Un surtitre poétique fait entrer dans la troisième partie du spectacle. Un cercle d’abord noir sert de vitre puis de porte d’entrée dans le fantastique, au sens littéraire de ce dernier. Du cadre réaliste on passe à un monde merveilleux, étrange et inquiétant : un rideau noir nous cache la scène, seul reste ce grand cercle dans lequel, - ou à travers lequel ? - on voit des fleurs immenses, gigantesques. L’enfant se tient appuyé face à ce cercle et regarde ces dernières qui sont énormes par rapport à lui. Elles sont belles en même temps que très inquiétantes. Une musique de type religieux,  inquiétante elle aussi, accompagne toute cette séquence.
Le rideau se soulève, un homme dans les vêtements du père vient sur scène. C’est un handicapé, on le devine à sa manière de marcher, ses pas sont maladroits et douloureux. Il se laisse tomber au sol et, couché, procède à une danse étrange. Il gesticule maladroitement comme un insecte tombé sur le dos. Un homme très grand portant les vêtements de l’enfant le rejoint. L’homme au sol, le père, commence à s’agiter, comme lors d’une crise d’épilepsie. L’ « enfant » le regarde, puis va se coucher sur lui pour l’immobiliser. Le père se calme, se relève lentement, s’en va de sa marche incertaine. Le cercle qui est toujours projeté sur l’avant de la scène commence à être rempli d’un liquide noir qui s’y répand de façon circulaire, jusqu’à rendre ce cercle complètement noir. Le personnage au sol est pris à son tour de la crise frénétique, il gesticule en tout sens. Lentement, le rideau noir descend.

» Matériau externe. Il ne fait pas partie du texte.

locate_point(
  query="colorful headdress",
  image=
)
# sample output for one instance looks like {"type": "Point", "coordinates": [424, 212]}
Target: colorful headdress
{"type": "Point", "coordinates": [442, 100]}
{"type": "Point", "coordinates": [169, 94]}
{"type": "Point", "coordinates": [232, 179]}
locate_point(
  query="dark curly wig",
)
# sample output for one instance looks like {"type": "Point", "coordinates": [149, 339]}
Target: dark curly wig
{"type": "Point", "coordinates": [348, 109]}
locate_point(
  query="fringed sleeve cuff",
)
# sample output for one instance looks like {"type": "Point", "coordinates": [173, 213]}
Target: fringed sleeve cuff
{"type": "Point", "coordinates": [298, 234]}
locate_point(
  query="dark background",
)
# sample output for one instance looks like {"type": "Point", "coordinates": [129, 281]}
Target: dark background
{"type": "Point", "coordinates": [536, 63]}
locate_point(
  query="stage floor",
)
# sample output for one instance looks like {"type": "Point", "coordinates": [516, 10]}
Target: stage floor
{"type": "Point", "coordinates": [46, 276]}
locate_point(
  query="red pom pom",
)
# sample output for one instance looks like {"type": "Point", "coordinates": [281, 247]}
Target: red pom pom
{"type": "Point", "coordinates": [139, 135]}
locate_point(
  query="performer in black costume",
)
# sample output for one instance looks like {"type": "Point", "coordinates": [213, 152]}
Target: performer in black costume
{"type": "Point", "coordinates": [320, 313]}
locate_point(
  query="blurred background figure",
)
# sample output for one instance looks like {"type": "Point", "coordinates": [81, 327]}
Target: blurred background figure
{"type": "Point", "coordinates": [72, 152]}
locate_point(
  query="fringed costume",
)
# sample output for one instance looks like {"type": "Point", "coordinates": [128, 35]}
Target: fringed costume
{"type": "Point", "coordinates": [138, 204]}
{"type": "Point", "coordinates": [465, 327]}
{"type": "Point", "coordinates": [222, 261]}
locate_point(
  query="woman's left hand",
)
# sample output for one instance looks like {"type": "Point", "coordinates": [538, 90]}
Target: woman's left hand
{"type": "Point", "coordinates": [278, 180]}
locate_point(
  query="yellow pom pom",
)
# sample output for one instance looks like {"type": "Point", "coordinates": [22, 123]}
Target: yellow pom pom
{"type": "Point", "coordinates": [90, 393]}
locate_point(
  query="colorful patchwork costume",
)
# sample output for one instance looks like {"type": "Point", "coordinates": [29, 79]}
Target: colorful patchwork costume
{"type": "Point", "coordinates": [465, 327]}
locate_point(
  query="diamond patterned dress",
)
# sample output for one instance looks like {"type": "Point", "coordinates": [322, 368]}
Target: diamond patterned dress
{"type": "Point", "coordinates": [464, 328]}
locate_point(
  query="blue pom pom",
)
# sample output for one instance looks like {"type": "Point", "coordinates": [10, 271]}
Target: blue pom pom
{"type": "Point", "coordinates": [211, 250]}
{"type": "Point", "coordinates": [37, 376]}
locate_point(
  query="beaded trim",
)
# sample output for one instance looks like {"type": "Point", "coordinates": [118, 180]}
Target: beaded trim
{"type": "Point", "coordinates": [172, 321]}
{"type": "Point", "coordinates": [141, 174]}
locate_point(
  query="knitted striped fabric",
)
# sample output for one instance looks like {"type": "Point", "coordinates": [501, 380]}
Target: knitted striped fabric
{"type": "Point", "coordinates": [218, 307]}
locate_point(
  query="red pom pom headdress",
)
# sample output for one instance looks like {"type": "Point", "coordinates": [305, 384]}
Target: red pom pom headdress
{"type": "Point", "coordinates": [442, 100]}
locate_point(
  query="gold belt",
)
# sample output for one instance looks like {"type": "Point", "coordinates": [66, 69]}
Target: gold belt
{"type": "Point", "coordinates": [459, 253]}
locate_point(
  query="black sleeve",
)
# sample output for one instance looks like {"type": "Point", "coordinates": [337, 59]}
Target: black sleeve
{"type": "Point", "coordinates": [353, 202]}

Si la plupart des spectateurs ont applaudi avec conviction la fin du spectacle, un grand nombre d’entre eux ont quitté la salle pendant la scène du viol. Lors de certaines représentations des insultes ont jaillis, telle l’intervention d’un spectateur à l’acteur revenant sur scène après la séquence du viol : « Alors, c’était bien ? [6]». On peut interpréter cette attitude en terme de sous-modélisation, celle-ci étant rendu possible, si pas provoquée par la fragilité du cadre de l’expérience théâtral lui-même[7]. On peut également la comprendre comme une réaction violente, une opposition à la violence qui a été suggérée par la scène et imposée au spectateur, violence dès lors comprise comme gratuite et inutile. Ces réactions dépassent le cadre de l’empathie, elles sont de l’ordre de l’implication émotionnelle. Il n’a pas été possible pour ces spectateurs de supporter ce qui leur provenait par empathie, cette dernière donnant d’emblée lieu pour eux à un jugement et surtout à une condamnation, celle-ci portant et sur l’acte suggéré et sur la démarche du metteur en scène qui a choisi de le suggérer et de l’imposer aux spectateurs.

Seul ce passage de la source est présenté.